Rabu, 06 November 2019 | 00:08:20 WIB

HARIANRIAU.CO - Menurut Undang-Undang Nomor 38 tahun 2017 tentang pengawasan kearsipan, maka pengawasan kearsipan internal di lingkungan Organisasi Perangkat Daerah (OPD) Pemerintah Provinsi (Pemprov) Riau mulai diberlakukan besok 6 November 2019 hingga Januari 2020 mendatang.

Hal tersebut dibenarkan oleh Kepala Dinas Perpustakaan dan Kearsipan (Kadispersip) Provinsi Riau, Rahima Erna saat menghadiri acara laporan hasil monitoring tindak lanjut hasil pengawasan kearsipan eksternal (LAKE) Kabupaten/Kota se-Provinsi Riau sekaligus pengarahan pengawasan audit kearsipan internal (LAKI) terhadap OPD Provinsi Riau tahun 2019, yang diselenggarakan di Ruang Rapat Kenanga Kantor Gubernur, Selasa (5/11/19).

Ia menyebutkan tujuan diberlakukan ya pengawasan ini bukanlah untuk mencari kesalahan masing-masing OPD.

Namun, lanjutnya, melatih perangkat daerah bagaimana meluruskan permasalahan yang terjadi di lingkungan kearsipan dan mencarikan solusinya.

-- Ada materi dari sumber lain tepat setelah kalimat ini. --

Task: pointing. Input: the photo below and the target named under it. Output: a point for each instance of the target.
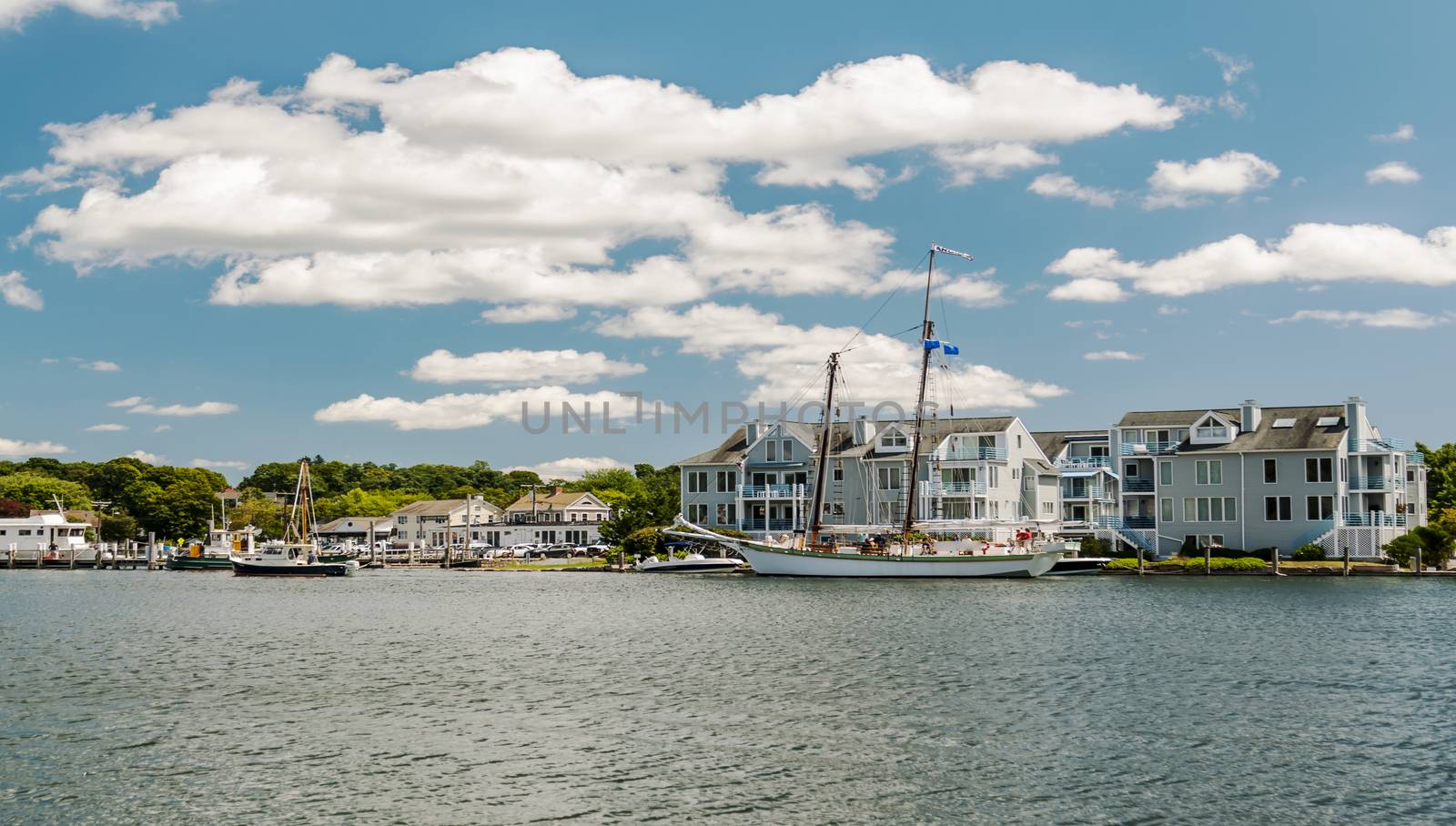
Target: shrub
(1309, 553)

"Kemudian kita akan mengimplementasikan apa yang menjadi indikatornya sesuai regulasi," lanjut Erna.

Lebih lanjut, ia menyampaikan melalui pengawasan ini nantinya akan memotret bagaimana penyelenggaraan kearsipan di OPD Pemprov Riau.

"Melalui ini kita mengetahui apakah semua aspek yang menjadi bahan terhadap audit kearsipan internal ini sudah sesuai dengan aturan dan Undang-Undang Nomor 38 tahun 2017 tersebut," terangnya.

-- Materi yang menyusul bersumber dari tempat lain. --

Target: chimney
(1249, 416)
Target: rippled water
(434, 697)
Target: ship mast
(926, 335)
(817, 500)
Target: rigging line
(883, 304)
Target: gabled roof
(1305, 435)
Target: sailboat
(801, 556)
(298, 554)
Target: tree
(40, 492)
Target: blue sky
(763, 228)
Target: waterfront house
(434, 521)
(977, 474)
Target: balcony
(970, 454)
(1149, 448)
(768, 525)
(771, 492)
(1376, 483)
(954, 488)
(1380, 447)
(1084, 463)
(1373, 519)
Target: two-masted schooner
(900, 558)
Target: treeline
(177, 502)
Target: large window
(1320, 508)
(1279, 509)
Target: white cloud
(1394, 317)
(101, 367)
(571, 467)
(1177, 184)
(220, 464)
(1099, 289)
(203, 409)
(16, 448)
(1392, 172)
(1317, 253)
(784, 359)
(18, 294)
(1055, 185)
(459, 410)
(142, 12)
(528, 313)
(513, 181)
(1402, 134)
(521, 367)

Sehubungan dengan hal tersebut, ia meminta kepada seluruh mitra Dispersip Provinsi Riau dan kepada Kepala Dinas OPD Provinsi Riau untuk menyiapkan data yang berkaitan dengan aspek pengawasan kearsipan internal.

Ia juga menghimbau kepada Bupati dan Wali Kota agar memberikan perhatian khusus dilingkungan Kabupaten/Kota masing-masing dalam upaya pelaksanaan pengawasan audit kearsipan internal ini.

"Dari masing-masing kearsipan tersebut, nantinya akan dilihat bagaimana ketersediaan insfrastruktur dan perlengkapannya, manajemen, tata kelola arsip dinamis dan statis, tata naska yang meliputi Sumber Daya Manusia (SDM), sistem klasifikasi, penyimpanan, keamanan, pemusnahan dan tertib pemberian nomor," tutupnya.